Pelajaran Sate Kere dari Bu Noto

Oleh: Kristin Samah

Yogyakarta (4/6/2023)—Pulang ke Yogyakarta, aku justru teringat saat diajak makan sate kere di Solo. Sayangnya, meskipun long week end di awal Juni cukup panjang, tak cukup waktu untuk melintas sejauh 64 kilometer, menuju kota budaya yang sedang menjadi center politik Indonesia ini. Jadilah ingatan tentang sate kere aku biarkan menari-nari.

Beda kota beda cara dan citarasa. Di Solo, apa yang disebut dengan sate kere adalah sate yang mengombinasikan daging sapi, jerohan, dan tempe gembus. Tempe gembus sendiri berbahan baku ampas tahu. Teksturnya empuk, menyerap bumbu. Di Yogya ada juga sate kere, tapi bahan bakunya lemak daging sapi. Saat tusukan lemak yang sudah dicampur bumbu kecap itu naik ke panggangan, asapnya mengepul, mengirim aroma manis gurih yang sangat sedap.

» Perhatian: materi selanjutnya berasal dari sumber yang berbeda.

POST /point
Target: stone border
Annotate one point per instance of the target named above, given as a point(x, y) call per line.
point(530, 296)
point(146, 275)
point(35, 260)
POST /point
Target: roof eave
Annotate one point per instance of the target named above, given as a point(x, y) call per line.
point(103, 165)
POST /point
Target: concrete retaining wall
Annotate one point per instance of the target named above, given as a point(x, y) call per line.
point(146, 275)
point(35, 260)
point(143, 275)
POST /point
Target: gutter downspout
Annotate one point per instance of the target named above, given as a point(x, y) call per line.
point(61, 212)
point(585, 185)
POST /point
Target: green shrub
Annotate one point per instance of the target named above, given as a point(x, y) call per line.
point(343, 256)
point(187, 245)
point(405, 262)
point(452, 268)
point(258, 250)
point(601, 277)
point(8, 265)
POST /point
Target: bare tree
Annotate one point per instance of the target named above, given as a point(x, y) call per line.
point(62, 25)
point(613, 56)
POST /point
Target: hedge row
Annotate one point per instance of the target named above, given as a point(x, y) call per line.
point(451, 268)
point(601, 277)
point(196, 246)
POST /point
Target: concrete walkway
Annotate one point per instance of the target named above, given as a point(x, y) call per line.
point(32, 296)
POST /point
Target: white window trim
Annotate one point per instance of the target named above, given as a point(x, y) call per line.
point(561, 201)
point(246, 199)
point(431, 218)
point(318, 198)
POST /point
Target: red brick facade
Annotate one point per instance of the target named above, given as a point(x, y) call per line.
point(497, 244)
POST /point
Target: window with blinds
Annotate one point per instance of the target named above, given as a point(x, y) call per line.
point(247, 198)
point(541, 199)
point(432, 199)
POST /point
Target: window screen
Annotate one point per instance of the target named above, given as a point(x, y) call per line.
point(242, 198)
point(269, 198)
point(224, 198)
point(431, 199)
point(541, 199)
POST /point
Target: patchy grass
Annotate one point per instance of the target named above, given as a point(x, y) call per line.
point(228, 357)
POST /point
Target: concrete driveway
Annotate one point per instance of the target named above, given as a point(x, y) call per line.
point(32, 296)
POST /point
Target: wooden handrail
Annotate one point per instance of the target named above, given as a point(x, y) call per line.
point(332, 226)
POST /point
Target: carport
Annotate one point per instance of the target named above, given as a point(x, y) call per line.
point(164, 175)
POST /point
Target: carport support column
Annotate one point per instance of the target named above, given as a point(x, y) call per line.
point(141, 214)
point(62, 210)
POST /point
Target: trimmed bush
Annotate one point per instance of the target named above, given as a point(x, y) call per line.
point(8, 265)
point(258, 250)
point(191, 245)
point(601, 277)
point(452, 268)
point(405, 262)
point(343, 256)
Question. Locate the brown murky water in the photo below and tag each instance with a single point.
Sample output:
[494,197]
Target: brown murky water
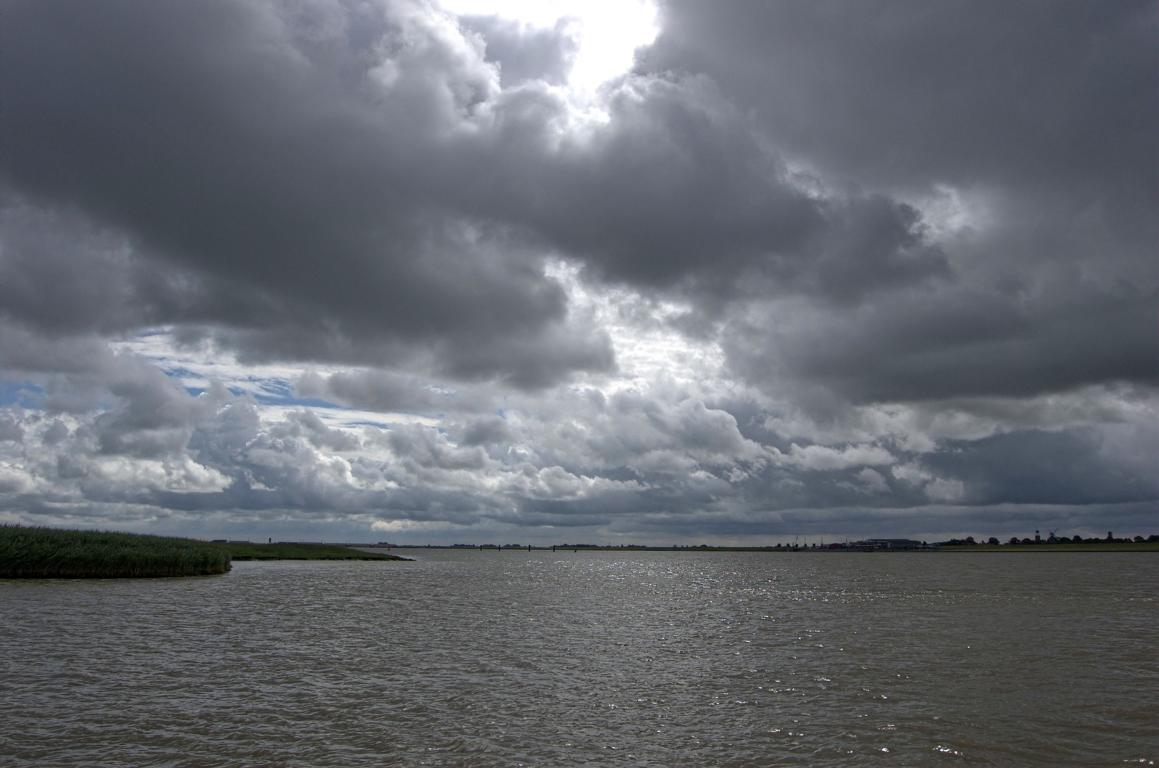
[592,659]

Kere yang menjadi predikat untuk sate, memang benar-benar bermakna miskin. Baik di Solo maupun di Yogya, menu sate kere memang bermula dari kecerdasan rakyat menyiasati kemiskinan. Biar miskin tetap makan enak, jadilah daging ayam, kambing, atau sapi yang biasa menjadi bahan baku pembuat sate, diganti dengan bahan lain yang mirip, termasuk di antaranya tempe gembus.

Kalau aku terbayang-bayang sate kere Solo, sebenarnya bukan karena bumbu kacang dan kelembutan tempe gembus yang menggugah selera tetapi siapa yang memperkenalkan makanan itu. Beliau adalah Ibu Sujiatmi Notomihardjo (alm), Ibunda Presiden Joko Widodo.

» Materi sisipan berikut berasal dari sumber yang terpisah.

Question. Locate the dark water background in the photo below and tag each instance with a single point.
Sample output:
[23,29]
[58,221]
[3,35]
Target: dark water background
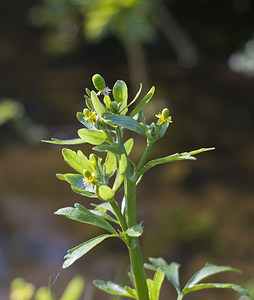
[193,212]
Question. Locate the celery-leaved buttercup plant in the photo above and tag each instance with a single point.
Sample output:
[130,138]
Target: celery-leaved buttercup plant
[105,119]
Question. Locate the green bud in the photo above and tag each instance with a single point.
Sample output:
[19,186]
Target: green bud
[98,82]
[86,174]
[165,113]
[107,101]
[86,112]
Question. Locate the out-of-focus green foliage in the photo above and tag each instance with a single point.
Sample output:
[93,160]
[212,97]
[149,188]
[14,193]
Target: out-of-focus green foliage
[20,289]
[129,20]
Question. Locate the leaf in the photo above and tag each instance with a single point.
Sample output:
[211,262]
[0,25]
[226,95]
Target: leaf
[94,137]
[202,286]
[75,141]
[106,193]
[128,145]
[113,288]
[98,106]
[171,271]
[135,230]
[74,289]
[78,185]
[206,271]
[154,286]
[173,158]
[107,148]
[77,252]
[126,122]
[143,102]
[103,215]
[78,161]
[81,214]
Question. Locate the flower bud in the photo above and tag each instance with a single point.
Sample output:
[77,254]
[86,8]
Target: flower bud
[98,82]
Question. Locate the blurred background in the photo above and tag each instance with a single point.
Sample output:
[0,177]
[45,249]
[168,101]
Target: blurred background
[200,56]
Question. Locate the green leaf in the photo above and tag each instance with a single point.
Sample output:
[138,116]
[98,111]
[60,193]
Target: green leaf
[94,137]
[77,252]
[106,193]
[202,286]
[171,271]
[173,158]
[81,214]
[135,230]
[98,106]
[114,289]
[76,141]
[106,148]
[143,102]
[74,289]
[103,215]
[128,145]
[208,270]
[79,186]
[120,93]
[126,122]
[154,286]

Saat mengajak kami mencoba sate kere, Pak Jokowi baru satu tahun menjadi Gubernur DKI Jakarta, 2013. Popularitas putra sulungnya berimbas pada Bu Noto—demikian kami memanggil beliau. Berkali-kali Bu Noto menyatakan kurang sreg diperlakukan istimewa karena jabatan puteranya. Beliau ingin tetap menjadi Bu Noto, seperti sebelumnya, tak perlu duduk di kursi VVIP saat datang ke undangan, atau berdiri di deretan terdepan bila saatnya senam pagi.

Keinginan itu pula yang membuat Bu Noto meminta pengemudi, membeli sate kere kegemarannya, sementara kami tetap duduk di dalam mobil. Alasannya, biar gak diistimewakan. Meskipun ngiras, atau makan di tempat, jauh lebih nikmat dibanding di dalam mobil, tapi Bu Noto menyadari, kehadirannya akan membuat penjual dan pembeli merasa serba salah. Kalau mau didulukan, pelanggan yang lain belum tentu senang. Kalau tidak diutamakan, si penjual pasti merasa kikuk.

Teladan kesantunan yang selalu membekas di hati kami saat itu. Kalau tujuannya memang benar-benar mau menikmati kuliner, tidak perlu ikut duduk mengantri sehingga membuat keriuhan. Apalagi minta ini-itu yang tak sesuai kebiasaan. Cukup membeli, menikmati di rumah, atau di dalam mobil, dan biarkan masyarakat umum berwisata kuliner tanpa perlu kesal karena kehadiran VVIP.

Beda halnya kalau tujuannya untuk endorse makanan supaya lebih dikenal publik, mendongkrak penjualan pengusaha kecil. Tapi mestinya itu dilakukan di warung atau restaurant yang belum terkenal, yang baru mulai, yang membutuhkan promosi, dan dukungan pesohor.

Tapi tahun 2023 memang tahun politik. Apa pun bisa terjadi. Dan ketika sistem politik masih mengandalkan popularitas, sebagai rakyat, siap-siap saja berhadapan dengan keriuhan. Jangan kaget dengan berbagai macam pertunjukan yang mungkin menguji kesabaran. Kalau enggan berdesakan, untuk sementara makan nasi putih dan telur dadar saja. Kalau memang pengen banget, lebih baik kita belajar dari Bu Noto, beli saja, dimakan di rumah atau di mobil.